Сказав это, принцесса дернула за сонетку. Через несколько секунд в комнату вошла Нанси.
— Вот что, милочка, — сказала ей Маргарита, — теперь девять часов, так ты отведи господина де Коарасса в твою комнату!
— А зачем, ваше высочество?
— Ты покажешь ему смотровое отверстие, через которое он сможет подслушать все, что будет делаться у королевы!
— А, понимаю! — сказала хорошенькая камеристка. — Ну так пойдемте скорее, потому что президент Ренодэн только что пришел!

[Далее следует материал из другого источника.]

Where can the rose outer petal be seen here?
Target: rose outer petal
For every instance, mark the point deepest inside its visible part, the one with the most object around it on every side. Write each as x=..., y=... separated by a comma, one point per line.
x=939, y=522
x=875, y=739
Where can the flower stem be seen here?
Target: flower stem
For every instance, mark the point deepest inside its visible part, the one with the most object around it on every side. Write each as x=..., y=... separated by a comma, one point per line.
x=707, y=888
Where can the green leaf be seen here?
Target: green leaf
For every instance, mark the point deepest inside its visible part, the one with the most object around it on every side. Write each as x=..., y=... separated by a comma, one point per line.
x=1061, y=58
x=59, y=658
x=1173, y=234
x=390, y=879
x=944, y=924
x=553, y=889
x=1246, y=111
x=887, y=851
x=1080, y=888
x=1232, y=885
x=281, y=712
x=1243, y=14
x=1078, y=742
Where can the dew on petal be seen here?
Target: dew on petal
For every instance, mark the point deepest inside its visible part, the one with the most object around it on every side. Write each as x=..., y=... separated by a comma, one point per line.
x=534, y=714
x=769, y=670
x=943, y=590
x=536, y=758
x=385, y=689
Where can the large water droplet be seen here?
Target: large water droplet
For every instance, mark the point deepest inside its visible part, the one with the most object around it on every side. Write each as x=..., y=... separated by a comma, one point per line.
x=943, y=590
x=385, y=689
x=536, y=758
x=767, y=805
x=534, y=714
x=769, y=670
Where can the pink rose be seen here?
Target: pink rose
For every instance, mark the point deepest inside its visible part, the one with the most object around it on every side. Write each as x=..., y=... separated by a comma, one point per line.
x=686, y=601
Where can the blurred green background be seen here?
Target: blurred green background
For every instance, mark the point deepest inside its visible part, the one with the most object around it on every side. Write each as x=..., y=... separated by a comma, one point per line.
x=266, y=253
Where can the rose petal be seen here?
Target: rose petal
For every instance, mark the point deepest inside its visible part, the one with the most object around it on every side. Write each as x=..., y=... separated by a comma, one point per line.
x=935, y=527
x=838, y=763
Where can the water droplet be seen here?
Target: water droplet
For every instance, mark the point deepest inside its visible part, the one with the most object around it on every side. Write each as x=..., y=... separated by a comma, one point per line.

Генрих поцеловал руку принцессы и быстро последовал за Нанси в ее комнату. Там было совершенно темно, и только из пола виднелся луч яркого света. Генрих лег плашмя на пол, приник глазом к отверстию и увидал тот самый стол, за которым он только что проделывал свои каббалистические штуки. У стола сидела королева, а против нее — президент Ренодэн. Генрих насторожился и стал прислушиваться, чтобы не проронить ни звука из их разговора.
XI
Тем временем Рене в смертельном страхе валялся на соломе в углу своей ужасной темницы. Слова королевы вселили слабую надежду в его душу, но все же ему предстояло вынести пытку, а Рене слишком боялся боли и страданий, чтобы радоваться спасению, достававшемуся такой дорогой ценой. К тому же он еще боялся, что королеве не удастся сдержать свое обещание и что он только понапрасну подвергнет себя страданиям, от которых можно было бы избавиться откровенным признанием.
В таких размышлениях прошло много часов, пока дверь камеры не открылась. Это пришел сторож, принесший ужин.
Рене вспомнил наказ Екатерины.
— Друг мой, — сказал он тюремщику, — не можете ли вы оказать мне услугу?
— С удовольствием, — ответил тот, — если только мой долг позволит это!
— Мне хочется исповедаться в своих грехах!
— Да ведь я — не поп!
— Но ты мог бы привести мне священника!
— Если позволит губернатор, то я с удовольствием. Только господина де Фуррона сейчас нет в Шатле; он в Лувре у короля.
— Ну так я подожду, пока он вернется. А ты не забудешь передать ему мою просьбу?
— Не забуду, будьте покойны!
Губернатор вернулся в Шатле только около десяти часов вечера. Тюремщик немедленно доложил ему о желании заключенного исповедаться в своих грехах.
— Черт! — буркнул губернатор. — Теперь уже поздно, и попы спят… Но мы не можем отказать ему в этом желании, а потому пойди и попытайся раздобыть ему духовника.
Тюремщик отправился на розыски. Ему повезло: едва только он переступил порог тюрьмы, как натолкнулся на монаха, просившего подаяния.